Strona 2 z 2

Re: Kradzieże

: 22 maja 2008, 23:25
autor: Gibki Staruszek
U mnie to ja psuję miniaka ( podczas prób naprawy) jedno zrobie inne spierdo.... :razz:

Re: Kradzieże

: 26 maja 2008, 20:04
autor: Mayon
w starogardzie gdańskim na rynku stał ładny miniaczek, był bardzo ładny wnętrze w kremowej skórze, ładne nadkola i ładne felgi, ale tak jak zaznaczyłem BYŁ bo dziś się dowiedziałem że banda (przepraszam za słowo) skur....... zdewastowała autko doszczętnie :( pogieli dośc mocno dach, zbili szyby, poskakali po masce i przebili opony, autko zostało zabrane pozostały na rynku tylko szkła, totalny brak słow :( naprawde szkoda autka,

Re: Kradzieże

: 29 maja 2008, 17:49
autor: Wojtello
Hmmm... ja tam przez cztery lata jeżdżenia miniakiem na szczęscie nie doświadczyłem żadnego aktu wandalizmu. Kiedyś tylko przyłapałem jakąś dziewczynkę co skrobała mi jakiś liścik na masce a potem wsadziła za wycieraczkę - na liściuku było "pozdrowienia od Miniaków z Trójmiasta :)" To była Jagoda :D he he

Re: Kradzieże

: 29 maja 2008, 21:58
autor: Gość
właśnie.........dodam, że mnie też bardzo często trafiają się milutkie liściki i pozdrownia za wycieraczką, w autku....np ostanio notorycznie na dachu pojawia mi się napis, "umyj mnie - prosze cię" :)

Re: Kradzieże

: 30 maja 2008, 01:01
autor: Sadam
to ja dostałem całe wypracowanie, właśnie na temat umycia samochodu i tego jaki mam piękny kolor, po kilku godzinach intensywnego myślenia doszedłem, że to była pani doktor u której miałem ćwiczenia :D

Re: Kradzieże

: 30 maja 2008, 14:37
autor: humin
Wojtello pisze:Hmmm... ja tam przez cztery lata jeżdżenia miniakiem na szczęscie nie doświadczyłem żadnego aktu wandalizmu.

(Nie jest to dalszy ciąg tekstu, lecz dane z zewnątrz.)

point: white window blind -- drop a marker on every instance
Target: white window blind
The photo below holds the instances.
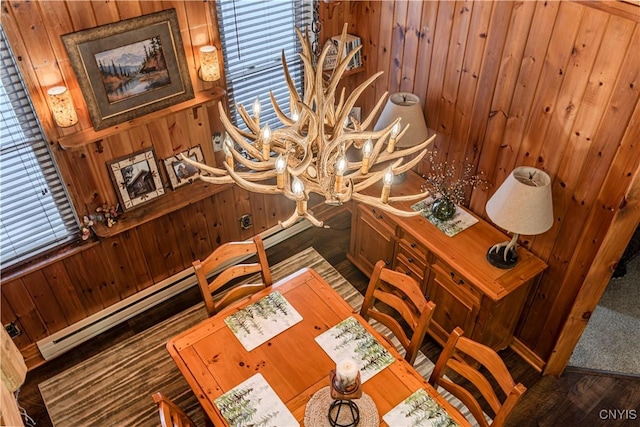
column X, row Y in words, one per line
column 254, row 33
column 35, row 212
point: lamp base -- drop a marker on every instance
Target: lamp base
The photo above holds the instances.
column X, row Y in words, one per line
column 496, row 257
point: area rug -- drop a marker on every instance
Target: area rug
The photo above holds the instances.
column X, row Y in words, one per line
column 115, row 387
column 610, row 341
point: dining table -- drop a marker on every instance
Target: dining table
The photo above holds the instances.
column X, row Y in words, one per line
column 214, row 361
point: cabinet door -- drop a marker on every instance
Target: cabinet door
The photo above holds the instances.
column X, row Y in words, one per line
column 454, row 307
column 374, row 239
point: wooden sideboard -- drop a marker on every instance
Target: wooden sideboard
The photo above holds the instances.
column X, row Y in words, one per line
column 453, row 271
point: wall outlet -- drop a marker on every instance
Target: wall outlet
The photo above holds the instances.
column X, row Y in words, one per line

Kiedyś tylko przyłapałem jakąś dziewczynkę co skrobała mi jakiś liścik na masce a potem wsadziła za wycieraczkę - na liściuku było "pozdrowienia od Miniaków z Trójmiasta :)" To była Jagoda :D he he


ano ano :)
i przypadkiem było to na ubiegłorocznym Open'erze ;)

pozdrowienia

Re: Kradzieże

: 30 maja 2008, 15:45
autor: Wojtello
humin pisze:
Wojtello pisze:Hmmm... ja tam przez cztery lata jeżdżenia miniakiem na szczęscie nie doświadczyłem żadnego aktu wandalizmu. Kiedyś tylko przyłapałem jakąś dziewczynkę co skrobała mi jakiś liścik na masce a potem wsadziła za wycieraczkę - na liściuku było "pozdrowienia od Miniaków z Trójmiasta :)" To była Jagoda :D he he


ano ano :)
i przypadkiem było to na ubiegłorocznym Open'erze ;)

pozdrowienia


A to drugi raz mi wtedy taki numer skrobnęła, wcześniej w Krakowie na Kazimierzu :)

Re: Kradzieże

: 18 cze 2008, 13:11
autor: mihhu
średnio to miła perspektywa...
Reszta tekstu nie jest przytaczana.